An arson inquiry has been launched after a fire broke out in the Gothic cathedral of the western French city of Nantes, shattering stained glass windows and sending black smoke spewing from between its towers.
Residents and tourists watched aghast, and emergency workers cordoned off the area around the St Peter and St Paul Cathedral, in the old centre of the city on the Loire River.
A City Hall official said the fire broke out Saturday morning inside the cathedral, and the cause is unclear.
Firefighters said the roof is not affected by the fire and was "under control".
They brushed aside comparisons with Notre Dame cathedral in Paris whose lead roof and spire burned down in April 2019.
The Nantes fire for many will bring back memories of that devastating blaze that threatened to topple the medieval monument.

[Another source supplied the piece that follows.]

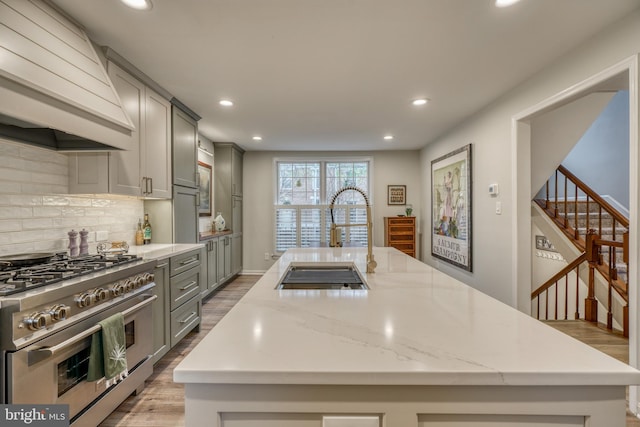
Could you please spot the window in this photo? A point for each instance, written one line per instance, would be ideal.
(305, 190)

"After Notre-Dame, the Saint-Pierre-et-Saint-Paul cathedral, in the heart of Nantes, is in flames. Support for our firefighters who take all risks to save this Gothic jewel of the city," French President Emmanuel Macron wrote on Twitter.
Saturday's fire broke the main stained glass windows between the two towers of the 15th century cathedral, which also suffered a serious fire in 1972.
"It is a part of our history, a part of our heritage" Nantes mayor Johanna Rolland told reporters.
"We all have these images in mind, this story in our hearts, but at this stage the situation does not seem to be comparable to that of 1972."
French prime minister Jean Castex and French interior minister Gerald Darmanin will be among officials travelling to Nantes on Saturday in reaction to the blaze.